Using that calculation, Gibson Dunn & Crutcher LLP surpassed Latham last year with $1.5 million per partner, compared with Latham’s $1.2 million.



Economic realities


It’s debatable whether one financial measure is better than another. But both strategies have helped Latham and Gibson consistently rank among the legal elite.


Per-partner profit numbers historically measure the profitability of a firm in the industry and help in recruiting top law candidates and partners from other firms. Firms want to show “the best possible figures for profits for equity partners,” Bower said.


Latham’s partners decided about 10 years ago to begin hiring or promoting partners who did not necessarily receive all their compensation from the firm’s pool of profits.

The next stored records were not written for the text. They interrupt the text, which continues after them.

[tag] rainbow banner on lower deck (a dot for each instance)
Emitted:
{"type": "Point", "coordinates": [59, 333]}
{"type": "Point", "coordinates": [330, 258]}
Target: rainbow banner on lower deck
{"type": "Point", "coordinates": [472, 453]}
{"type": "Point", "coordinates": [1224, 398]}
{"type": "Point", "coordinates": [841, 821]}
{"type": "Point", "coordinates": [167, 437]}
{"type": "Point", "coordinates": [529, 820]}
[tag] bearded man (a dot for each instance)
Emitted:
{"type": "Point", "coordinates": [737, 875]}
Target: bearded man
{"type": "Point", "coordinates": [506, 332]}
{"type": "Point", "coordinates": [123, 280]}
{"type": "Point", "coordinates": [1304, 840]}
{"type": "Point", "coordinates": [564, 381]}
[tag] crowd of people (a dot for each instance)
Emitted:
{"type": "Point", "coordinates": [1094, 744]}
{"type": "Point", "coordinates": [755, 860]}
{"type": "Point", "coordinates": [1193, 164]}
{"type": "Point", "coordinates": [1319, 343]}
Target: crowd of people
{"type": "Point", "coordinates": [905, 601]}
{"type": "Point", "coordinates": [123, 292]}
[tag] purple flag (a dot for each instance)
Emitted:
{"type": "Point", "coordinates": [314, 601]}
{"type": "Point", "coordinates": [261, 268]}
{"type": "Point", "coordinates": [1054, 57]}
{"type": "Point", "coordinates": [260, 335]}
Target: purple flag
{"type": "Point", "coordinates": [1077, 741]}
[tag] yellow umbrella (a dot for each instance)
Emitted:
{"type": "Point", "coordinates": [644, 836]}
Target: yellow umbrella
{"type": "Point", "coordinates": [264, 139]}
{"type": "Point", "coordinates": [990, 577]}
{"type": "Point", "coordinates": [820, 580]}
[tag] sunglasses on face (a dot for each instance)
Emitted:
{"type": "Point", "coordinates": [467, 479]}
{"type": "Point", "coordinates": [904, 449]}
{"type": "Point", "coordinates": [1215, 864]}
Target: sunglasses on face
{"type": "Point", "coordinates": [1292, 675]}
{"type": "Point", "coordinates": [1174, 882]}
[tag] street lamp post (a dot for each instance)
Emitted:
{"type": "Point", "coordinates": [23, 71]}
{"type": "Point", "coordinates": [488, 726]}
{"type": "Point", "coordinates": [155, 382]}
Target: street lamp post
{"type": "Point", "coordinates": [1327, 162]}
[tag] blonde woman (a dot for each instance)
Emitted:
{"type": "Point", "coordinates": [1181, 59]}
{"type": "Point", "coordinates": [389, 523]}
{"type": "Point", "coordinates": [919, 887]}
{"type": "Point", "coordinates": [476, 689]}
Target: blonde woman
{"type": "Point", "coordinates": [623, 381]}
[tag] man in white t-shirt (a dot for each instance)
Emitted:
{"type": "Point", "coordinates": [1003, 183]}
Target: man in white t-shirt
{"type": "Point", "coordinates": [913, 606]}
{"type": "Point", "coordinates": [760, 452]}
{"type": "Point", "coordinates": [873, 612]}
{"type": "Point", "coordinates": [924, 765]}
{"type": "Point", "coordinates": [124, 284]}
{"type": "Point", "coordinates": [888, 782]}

Those partners have the opportunity to move up to become equity partners, but only if they generate enough revenue.


“We looked at a phenomenon which a lot of firms had to face,” said Miles Ruthberg, chairman of the litigation department and a member of the executive committee at Los Angeles-based Latham, which at 1,600 lawyers, is twice the size of Gibson. “The economic realities and pressures are such that firms like ours were asking good lawyers to leave the firm because they did not fit the mold to be equity partner at that time.”


In other words, a partner’s book of business did not generate enough revenues for the firm to justify sharing its profits with him.


For Latham, thinning its equity ranks has boosted overall profits per partner to $1.4 million, slightly lower than Gibson’s $1.5 million, the highest profits-per-partner among Los Angeles-based firms.


Jonathan Layne, co-head of Gibson’s corporate transactions practice group, said that non-equity partners provides more flexibility for law firms, since they may retain and hire higher-quality lawyers without giving up more of their profits.


Gibson, however, decided to stay with what it knows. “It’s more a function of what we have had has worked well with us, so there hasn’t been any driving force to change what has worked well,” he said.



Leveraged firms


Layne said many incoming partners have been attracted to Gibson’s collegial culture of having everyone vote on business matters of the firm and share in profits.


“A non-equity track has implications that some don’t come to the table on equal footing,” he said. “Some candidates through the years have been very attracted to our partnership structure because they like the idea that we’re one partnership.”


Firms with a higher number of salary-paid lawyers to equity partners are highly leveraged, which allows them to grow more quickly because they can hire more lawyers. But it also puts them at financial risk if all their lawyers are not generating enough revenue.


“Revenue per lawyer is a good measure of the productivity of the lawyers in the firm, on an average basis year to year,” Prescott said. “It’s the amount of business they’re actually performing for the firm. A firm that’s highly leveraged tends to have lower revenue per lawyer than a firm that doesn’t have leverage.”


Gibson’s revenue per lawyer of $930,000 is higher than the $805,000 average at Latham.


Ruthberg said the difference in revenue per lawyer is not “material.”

“They’re a very successful and outstanding law firm,” Ruthberg said of Gibson. “They have their way of doing things. And we’ve had our way of doing things, which has worked well for us.”